特に悪質なケースでは刑罰も予定されているため注意してください。法人に対しては最大数億円もの「罰金刑」が科されることもあります。
役員に特に悪質な行為が認められるときは、その個人に対し「罰金刑」や「懲役刑」も予定されています。行為の内容にもよりますが、罰金刑については最大300万円、懲役刑については最大3年が科されます。
ブランドイメージが損なわれる
特定商取引法に違反した結果、企業のブランドイメージが損なわれる可能性があります。
企業が長年築き上げてきた信頼や評判、消費者からのイメージが一気に変わってしまうリスクがあり、しかもいったんイメージが悪くなってしまうとその後改善するのは簡単ではありません。

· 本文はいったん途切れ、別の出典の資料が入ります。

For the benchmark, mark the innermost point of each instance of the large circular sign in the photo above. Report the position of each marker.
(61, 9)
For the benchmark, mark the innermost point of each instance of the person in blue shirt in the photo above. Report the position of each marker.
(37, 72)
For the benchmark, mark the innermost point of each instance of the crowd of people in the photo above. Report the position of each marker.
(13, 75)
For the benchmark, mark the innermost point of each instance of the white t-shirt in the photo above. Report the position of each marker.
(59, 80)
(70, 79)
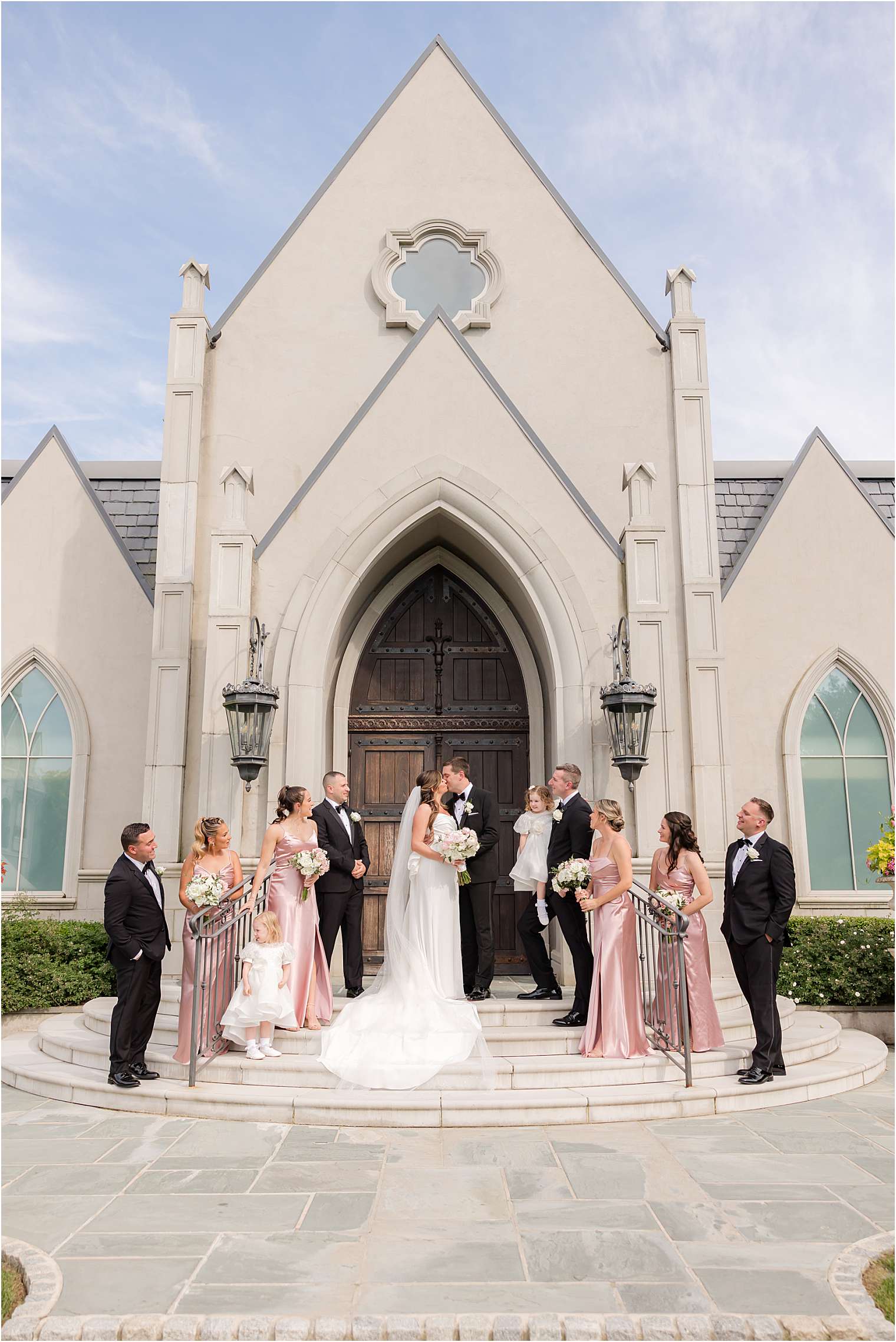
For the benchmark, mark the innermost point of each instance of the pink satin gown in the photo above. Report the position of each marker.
(301, 928)
(616, 1011)
(706, 1028)
(220, 987)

特に近年は、違反行為が明るみに出た瞬間からSNSを通じて情報が急速に拡散されてしまいますし、その情報が残り続けてしまいます。
消費者からのクレームが発生する
特定商取引法は消費者保護を主目的とした法律であり、これに違反するということは消費者との間でトラブルが起こっている、あるいは起こりそうな状況を意味しています。
そこで違反行為をきっかけに行政からの処分を受けるほか、消費者からのクレームが発生する危険性があります。そうするとその対応に従業員等の時間・労力を割かなくてはならず、本来の業務に支障が出てしまうかもしれません。
返金や損害賠償の負担が発生する
特定商取引法への違反がきっかけで、契約に際して交わした金銭の返金対応であったり、消費者に発生した損害への賠償義務が生じたりすることもあります。
多額の返金や賠償金が必要となればキャッシュフローがひっ迫し、経営に大きな悪影響を及ぼしかねません。
また、返金や損害賠償への対応に向けた法的手続きや交渉も必要となりますので、それに伴う時間やコストの負担も無視はできません。法的な争いが長引けばそれだけ企業の負担は大きくなり、その影響は多方面に広がっていくことでしょう。
そこで金銭的な負担を完全に避けることができないにしても、弁護士に相談・依頼するなどして、一早く問題を解決するよう努めてください。
取引先との関係が悪化する
特定商取引法への違反は、直接的には消費者からの信用問題に関わる問題ですが、その事実を知った取引先との関係性が悪化するリスクもはらんでいます。
違反行為が特に重大・悪質であった場合、「○○社と取引を交わすことで自社にも悪い影響が及ぶのではないか」と心配し、リスク回避のため取引を縮小または停止する可能性があるのです。
このような問題が起こると事業を継続するために必要な供給などが受けられなくなるなど、将来にわたり大きな損失を被ることになるでしょう。信用を失うと新たな取引先の開拓も難しくなり、安定した事業活動ができなくなってしまいます。
社内の士気が下がる
法令違反により企業の雲行きが怪しくなってくると、自社で従事している従業員のモチベーションも下がってしまいます。
その結果、生産性が低下してしまうだけでなく離職者が増えてしまうかもしれません。優秀な人材を失うと、その影響を受け企業の競争力も下がってしまうでしょう。そこでこのような事態にまで発展しないよう、できるだけ早く対処することが大事です。自社だけで対応するのが難しい場合は法務・消費者トラブルに強い弁護士を頼ってください。